Jethou eBook

This eBook from the Gutenberg Project consists of approximately 243 pages of information about Jethou.

Jethou eBook

This eBook from the Gutenberg Project consists of approximately 243 pages of information about Jethou.

[Illustration:  A GHOSTLY VISITANT.]

I knew nothing of the why or wherefore of this wonderful means of communication between two persons, but judged that in this case it happened in this wise.  My father had met with a severe accident, which he was probably afraid might have had a fatal termination, that his thoughts were intent upon me, his absent son.  As he intently thought of me, and how he should like to speak to me, he may have actually spoken the words to himself, which by some unknown means I heard apparently fall from his own lips, and in his very voice.

The words assured me of his safety, and therefore beyond taking a note of the day and the hour, I did not trouble myself much more about the curious incident.

While on this subject of the apparently supernatural, I will mention one or two other inexplicable things which occurred to me during my residence on Jethou.

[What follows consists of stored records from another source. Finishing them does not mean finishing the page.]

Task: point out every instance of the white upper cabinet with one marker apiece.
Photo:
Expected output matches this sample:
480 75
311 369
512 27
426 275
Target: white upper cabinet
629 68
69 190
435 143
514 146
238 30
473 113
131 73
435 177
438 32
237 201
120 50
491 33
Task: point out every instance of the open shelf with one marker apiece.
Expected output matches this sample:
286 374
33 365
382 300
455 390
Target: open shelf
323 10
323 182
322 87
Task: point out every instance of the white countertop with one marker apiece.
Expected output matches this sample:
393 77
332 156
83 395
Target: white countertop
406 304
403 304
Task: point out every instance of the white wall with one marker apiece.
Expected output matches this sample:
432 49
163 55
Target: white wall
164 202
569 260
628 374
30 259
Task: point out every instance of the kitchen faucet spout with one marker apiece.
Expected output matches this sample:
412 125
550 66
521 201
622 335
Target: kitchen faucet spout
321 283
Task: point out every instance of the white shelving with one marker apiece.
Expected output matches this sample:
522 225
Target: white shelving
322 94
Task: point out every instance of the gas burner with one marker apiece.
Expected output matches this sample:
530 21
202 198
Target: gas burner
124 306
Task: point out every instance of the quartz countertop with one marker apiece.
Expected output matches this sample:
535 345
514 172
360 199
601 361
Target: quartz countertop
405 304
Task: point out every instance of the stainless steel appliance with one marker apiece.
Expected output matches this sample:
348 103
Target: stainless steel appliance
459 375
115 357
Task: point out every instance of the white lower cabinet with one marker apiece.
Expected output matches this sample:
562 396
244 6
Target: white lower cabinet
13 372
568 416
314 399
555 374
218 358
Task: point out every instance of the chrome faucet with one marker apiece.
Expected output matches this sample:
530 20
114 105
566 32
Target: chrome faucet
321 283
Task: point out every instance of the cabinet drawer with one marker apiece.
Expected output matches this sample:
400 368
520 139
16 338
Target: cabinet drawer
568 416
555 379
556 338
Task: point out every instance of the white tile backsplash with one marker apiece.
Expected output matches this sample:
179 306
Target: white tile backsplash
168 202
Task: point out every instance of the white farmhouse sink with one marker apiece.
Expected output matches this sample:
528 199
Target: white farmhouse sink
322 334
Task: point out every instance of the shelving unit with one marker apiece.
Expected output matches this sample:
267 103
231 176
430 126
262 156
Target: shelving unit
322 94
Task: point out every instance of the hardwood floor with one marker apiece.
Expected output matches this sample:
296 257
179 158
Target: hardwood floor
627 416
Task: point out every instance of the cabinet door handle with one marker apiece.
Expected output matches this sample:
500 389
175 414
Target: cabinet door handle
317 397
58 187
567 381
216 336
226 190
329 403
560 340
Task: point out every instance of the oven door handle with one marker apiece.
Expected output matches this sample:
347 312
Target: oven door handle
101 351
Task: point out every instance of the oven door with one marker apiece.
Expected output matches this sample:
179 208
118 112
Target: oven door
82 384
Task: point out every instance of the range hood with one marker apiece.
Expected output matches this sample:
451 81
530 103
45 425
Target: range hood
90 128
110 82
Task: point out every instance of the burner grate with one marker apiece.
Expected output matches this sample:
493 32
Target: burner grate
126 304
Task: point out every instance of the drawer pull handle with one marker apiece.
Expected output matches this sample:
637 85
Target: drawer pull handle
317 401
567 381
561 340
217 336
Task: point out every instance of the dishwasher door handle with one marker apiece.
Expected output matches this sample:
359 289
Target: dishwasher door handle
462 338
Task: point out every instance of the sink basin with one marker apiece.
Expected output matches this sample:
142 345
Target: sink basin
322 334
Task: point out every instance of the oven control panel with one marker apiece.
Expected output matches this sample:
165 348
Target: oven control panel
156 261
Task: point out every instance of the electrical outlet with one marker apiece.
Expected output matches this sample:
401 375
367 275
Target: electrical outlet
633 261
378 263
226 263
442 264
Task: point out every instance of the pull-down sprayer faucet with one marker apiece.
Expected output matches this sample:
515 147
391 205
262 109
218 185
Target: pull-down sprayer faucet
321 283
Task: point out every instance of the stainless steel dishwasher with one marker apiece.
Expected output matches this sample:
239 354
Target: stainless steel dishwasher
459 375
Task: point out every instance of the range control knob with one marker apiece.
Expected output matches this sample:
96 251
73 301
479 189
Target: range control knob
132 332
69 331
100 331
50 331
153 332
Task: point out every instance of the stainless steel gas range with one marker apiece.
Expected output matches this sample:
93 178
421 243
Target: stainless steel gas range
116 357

One night in autumn I could not sleep, so towards dawn got up and dressed myself, as I had frequently done before, and took a walk round the island, a distance of over a mile.  This proceeding always had the effect of giving me the desired sleep upon my again wooing Morpheus.  On this particular night my mind was filled with the question, “How can I keep my fish pond always replenished with sea water?” and as I wandered on in the dark, knowing the path so well, I was concocting a new pumping device, when my steps were suddenly arrested by the word “Harry!” pronounced gently but plainly just behind me.  This woke me abruptly from my reverie, and I turned round quickly, but could see nothing but my faithful dog at my heels.  “Strange, very strange indeed,” I thought, and was about to resume my walk, but there, not four steps away, was the yawning abyss of La Creux Derrible, into which I should have walked in another second, and been dashed to pieces on the rocks below.  My life was saved, but by what?  Was it a spirit voice or some night bird that in my abstraction I fancied pronounced my name?[2] Some will say the latter, but I must maintain that it was a curious thing that this should happen at precisely the correct instant, just in time to save me from a violent death.  It was a voice, for I recognized it as that of my own love, Priscilla, who was at the moment two or three hundred miles away.  But how could she know of my danger?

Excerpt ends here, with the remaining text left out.